L’affaire qui oppose la Loterie Nationale de Guinée (LONAGUI) et l’Autorité de Régulation du Secteur des Jeux et Pratiques Assimilées (ARSJPA) prend une tournure inhabituelle. Le directeur général de la LONAGUI, Mohamed Baba Sylla, a été convoqué la semaine dernière à la gendarmerie dans une affaire qui, de l’avis de nombreux observateurs, n’avait rien à y faire.
En cause , un contentieux administratif relatif au versement de redevances estimées à plusieurs milliards de francs guinéens. Pourtant, ce litige avait déjà été débattu au sein du conseil d’administration de la LONAGUI.
Tout commence en janvier 2024, lorsque la LONAGUI reçoit une lettre de notification de l’ARSJPA lui demandant le paiement de plusieurs redevances, dont celles destinées au Trésor Public et au Fonds d’Appui au Développement Social (FADS). Contestant le bien-fondé de ces demandes, la LONAGUI sollicite un arbitrage de la Direction Générale du Trésor et de la Comptabilité Publique.
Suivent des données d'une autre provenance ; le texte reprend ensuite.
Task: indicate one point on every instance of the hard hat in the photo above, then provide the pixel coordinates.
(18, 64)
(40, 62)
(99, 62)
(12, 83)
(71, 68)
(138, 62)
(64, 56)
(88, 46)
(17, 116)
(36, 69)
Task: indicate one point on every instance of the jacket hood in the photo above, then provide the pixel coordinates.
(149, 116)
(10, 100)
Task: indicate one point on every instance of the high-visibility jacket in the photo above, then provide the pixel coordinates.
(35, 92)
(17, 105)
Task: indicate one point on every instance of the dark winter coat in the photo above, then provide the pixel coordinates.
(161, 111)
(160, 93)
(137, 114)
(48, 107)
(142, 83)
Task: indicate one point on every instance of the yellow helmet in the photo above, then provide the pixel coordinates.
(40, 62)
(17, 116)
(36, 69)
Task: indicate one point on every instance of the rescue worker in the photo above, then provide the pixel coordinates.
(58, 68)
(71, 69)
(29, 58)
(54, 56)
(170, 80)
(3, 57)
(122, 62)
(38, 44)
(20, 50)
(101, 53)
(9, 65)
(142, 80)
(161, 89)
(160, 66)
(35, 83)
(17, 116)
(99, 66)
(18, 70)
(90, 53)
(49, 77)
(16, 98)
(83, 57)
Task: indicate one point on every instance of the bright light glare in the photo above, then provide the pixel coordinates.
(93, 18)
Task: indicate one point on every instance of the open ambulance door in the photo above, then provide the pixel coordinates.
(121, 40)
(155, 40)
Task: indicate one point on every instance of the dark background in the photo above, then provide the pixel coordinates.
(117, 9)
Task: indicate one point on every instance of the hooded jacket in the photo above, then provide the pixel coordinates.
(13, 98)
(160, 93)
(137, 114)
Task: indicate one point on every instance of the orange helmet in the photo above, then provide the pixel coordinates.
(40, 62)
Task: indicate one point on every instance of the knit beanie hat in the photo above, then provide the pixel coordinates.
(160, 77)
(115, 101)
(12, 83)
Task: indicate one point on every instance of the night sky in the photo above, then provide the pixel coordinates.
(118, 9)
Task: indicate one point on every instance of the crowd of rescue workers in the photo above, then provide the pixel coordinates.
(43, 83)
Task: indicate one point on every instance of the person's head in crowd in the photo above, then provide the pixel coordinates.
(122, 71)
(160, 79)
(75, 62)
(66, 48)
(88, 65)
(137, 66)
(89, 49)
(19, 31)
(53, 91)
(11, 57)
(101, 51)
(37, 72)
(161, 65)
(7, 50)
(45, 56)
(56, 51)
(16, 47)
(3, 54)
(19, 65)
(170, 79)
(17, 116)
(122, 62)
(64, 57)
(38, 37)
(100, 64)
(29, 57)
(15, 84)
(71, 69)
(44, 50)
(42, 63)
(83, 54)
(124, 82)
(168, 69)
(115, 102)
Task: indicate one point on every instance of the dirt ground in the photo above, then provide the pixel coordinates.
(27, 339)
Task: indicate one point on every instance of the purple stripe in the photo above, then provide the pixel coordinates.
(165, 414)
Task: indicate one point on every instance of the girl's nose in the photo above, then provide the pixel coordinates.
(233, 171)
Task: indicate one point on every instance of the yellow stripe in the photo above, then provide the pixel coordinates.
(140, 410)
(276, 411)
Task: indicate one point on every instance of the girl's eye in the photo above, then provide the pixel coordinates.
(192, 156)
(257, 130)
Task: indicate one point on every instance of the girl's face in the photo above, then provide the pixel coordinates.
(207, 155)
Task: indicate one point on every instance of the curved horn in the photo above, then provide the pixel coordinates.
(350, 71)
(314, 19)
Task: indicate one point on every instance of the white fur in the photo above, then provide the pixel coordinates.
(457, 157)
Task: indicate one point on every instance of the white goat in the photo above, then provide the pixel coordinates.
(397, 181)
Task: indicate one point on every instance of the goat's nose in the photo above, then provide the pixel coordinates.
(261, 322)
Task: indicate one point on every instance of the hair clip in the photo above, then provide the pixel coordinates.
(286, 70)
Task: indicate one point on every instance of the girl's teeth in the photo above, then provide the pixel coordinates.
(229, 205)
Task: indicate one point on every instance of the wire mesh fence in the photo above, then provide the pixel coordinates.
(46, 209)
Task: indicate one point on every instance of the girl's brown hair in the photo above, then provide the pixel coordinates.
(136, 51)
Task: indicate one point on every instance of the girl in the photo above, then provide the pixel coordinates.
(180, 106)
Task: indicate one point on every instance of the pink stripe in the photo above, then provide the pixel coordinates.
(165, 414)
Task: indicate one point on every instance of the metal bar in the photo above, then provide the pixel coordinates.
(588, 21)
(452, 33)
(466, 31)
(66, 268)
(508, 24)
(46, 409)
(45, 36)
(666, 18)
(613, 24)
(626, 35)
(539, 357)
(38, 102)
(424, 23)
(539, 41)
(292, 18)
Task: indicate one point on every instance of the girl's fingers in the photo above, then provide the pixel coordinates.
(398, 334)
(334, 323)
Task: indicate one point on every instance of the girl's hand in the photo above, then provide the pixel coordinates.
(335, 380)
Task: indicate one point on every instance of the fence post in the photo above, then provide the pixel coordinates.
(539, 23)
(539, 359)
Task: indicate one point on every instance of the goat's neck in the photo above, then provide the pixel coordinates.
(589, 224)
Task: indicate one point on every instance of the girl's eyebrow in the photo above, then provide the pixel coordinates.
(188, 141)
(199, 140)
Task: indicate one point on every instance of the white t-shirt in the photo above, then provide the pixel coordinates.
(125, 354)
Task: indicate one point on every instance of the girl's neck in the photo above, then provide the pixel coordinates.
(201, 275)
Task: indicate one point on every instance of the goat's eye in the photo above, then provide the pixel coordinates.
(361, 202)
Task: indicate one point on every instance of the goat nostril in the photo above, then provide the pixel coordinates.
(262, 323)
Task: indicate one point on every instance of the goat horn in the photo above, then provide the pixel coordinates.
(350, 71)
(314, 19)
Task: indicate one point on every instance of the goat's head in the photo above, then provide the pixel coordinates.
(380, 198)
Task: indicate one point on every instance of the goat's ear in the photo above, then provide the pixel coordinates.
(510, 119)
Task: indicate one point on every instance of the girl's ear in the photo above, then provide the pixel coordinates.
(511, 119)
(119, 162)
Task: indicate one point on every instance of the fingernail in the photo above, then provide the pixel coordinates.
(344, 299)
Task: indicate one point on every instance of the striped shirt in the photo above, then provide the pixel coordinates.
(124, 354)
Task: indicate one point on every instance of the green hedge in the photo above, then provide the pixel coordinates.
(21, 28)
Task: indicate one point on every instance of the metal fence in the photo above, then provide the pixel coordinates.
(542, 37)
Par courrier en date du 3 avril 2024, le ministre de l’Économie et des Finances tranche : il demande à la LONAGUI d’honorer ses obligations, mais uniquement sur des comptes bancaires du Trésor Public, et non sur des comptes commerciaux ouverts en toute irrégularité.
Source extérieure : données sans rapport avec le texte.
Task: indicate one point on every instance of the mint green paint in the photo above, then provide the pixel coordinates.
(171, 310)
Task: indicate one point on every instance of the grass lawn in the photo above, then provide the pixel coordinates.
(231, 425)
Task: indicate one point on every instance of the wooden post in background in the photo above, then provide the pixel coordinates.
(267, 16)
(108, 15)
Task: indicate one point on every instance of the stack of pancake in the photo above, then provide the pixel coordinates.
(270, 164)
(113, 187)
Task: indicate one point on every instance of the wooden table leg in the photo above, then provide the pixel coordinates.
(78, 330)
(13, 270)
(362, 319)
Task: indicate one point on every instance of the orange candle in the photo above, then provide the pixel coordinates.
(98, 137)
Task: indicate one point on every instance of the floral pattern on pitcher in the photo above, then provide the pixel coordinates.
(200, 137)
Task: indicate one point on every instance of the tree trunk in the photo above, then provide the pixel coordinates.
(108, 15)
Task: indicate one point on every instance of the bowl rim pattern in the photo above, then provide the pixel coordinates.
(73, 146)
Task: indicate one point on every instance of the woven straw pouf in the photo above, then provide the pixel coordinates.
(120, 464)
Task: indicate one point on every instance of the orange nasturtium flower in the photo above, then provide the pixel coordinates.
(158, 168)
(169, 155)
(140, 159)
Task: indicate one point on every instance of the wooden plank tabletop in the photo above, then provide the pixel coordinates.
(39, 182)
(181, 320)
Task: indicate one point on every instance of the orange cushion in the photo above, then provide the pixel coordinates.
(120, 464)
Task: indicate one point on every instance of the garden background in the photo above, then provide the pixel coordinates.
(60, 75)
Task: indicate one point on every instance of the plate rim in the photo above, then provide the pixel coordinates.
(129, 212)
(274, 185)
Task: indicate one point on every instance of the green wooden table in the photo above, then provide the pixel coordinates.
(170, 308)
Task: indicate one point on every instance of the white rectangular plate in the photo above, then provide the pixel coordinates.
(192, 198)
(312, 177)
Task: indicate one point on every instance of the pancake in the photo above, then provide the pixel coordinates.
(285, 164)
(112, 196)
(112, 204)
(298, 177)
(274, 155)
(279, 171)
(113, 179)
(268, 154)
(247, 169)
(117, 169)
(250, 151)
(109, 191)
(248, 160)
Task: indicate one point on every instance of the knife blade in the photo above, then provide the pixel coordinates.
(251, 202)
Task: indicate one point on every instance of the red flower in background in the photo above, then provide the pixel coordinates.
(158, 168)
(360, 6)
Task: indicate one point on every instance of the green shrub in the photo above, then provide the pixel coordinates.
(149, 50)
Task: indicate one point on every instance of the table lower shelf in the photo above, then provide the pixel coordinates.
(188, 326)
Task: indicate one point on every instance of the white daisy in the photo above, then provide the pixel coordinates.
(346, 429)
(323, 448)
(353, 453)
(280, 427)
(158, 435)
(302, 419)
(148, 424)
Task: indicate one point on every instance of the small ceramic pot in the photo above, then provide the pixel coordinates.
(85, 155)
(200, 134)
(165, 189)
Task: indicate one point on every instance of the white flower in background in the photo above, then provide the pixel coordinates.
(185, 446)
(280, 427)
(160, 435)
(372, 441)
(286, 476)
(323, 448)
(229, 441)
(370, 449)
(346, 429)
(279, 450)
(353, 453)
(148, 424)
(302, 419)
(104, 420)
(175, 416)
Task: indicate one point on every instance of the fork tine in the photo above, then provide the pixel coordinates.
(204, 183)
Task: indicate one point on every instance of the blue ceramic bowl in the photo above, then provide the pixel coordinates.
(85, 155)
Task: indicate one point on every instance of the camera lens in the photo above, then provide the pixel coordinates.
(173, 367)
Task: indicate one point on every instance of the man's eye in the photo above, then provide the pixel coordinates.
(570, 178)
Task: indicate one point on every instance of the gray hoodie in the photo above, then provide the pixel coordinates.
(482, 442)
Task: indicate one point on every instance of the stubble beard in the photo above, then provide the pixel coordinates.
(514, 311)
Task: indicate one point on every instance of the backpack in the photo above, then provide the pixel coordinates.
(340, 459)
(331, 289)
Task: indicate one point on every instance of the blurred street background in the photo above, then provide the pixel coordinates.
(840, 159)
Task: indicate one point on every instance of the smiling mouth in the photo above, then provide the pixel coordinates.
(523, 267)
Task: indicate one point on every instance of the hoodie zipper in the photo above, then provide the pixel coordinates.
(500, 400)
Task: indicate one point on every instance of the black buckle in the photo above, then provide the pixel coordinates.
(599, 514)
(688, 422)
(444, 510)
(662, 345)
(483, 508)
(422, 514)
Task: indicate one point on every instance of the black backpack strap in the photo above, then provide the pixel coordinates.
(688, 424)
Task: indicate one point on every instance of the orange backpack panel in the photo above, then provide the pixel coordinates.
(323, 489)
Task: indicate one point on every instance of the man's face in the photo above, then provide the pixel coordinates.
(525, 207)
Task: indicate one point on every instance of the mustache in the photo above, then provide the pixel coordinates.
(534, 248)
Face à cette décision, la LONAGUI demande des justifications précises à l’ARSJPA, notamment les bases légales et comptables des sommes réclamées. En réponse, l’ARSJPA transmet un lot de documents, incluant des décisions réglementaires internes établissant les taux et les assiettes des redevances sur les jeux de hasard.
Deux experts mandatés pour examiner ces pièces concluent à leur fragilité juridique. Selon eux :
• L’ARSJPA n’a fourni aucune preuve de prise en charge comptable des montants réclamés.
• Les décisions 006 et 007 du Directeur Général de l’ARSJPA n’ont aucune base légale.
• Le Directeur Général d’un Établissement Public Administratif (EPA) ne détient pas de pouvoir réglementaire.
• L’article 34 du décret 0045 du 28 janvier 2023 encadrant l’ARSJPA précise que son Directeur Général est un simple exécutant des décisions du Conseil d’Administration.
En d’autres termes, les taux et assiettes des redevances définis par l’ARSJPA sont contestables en droit.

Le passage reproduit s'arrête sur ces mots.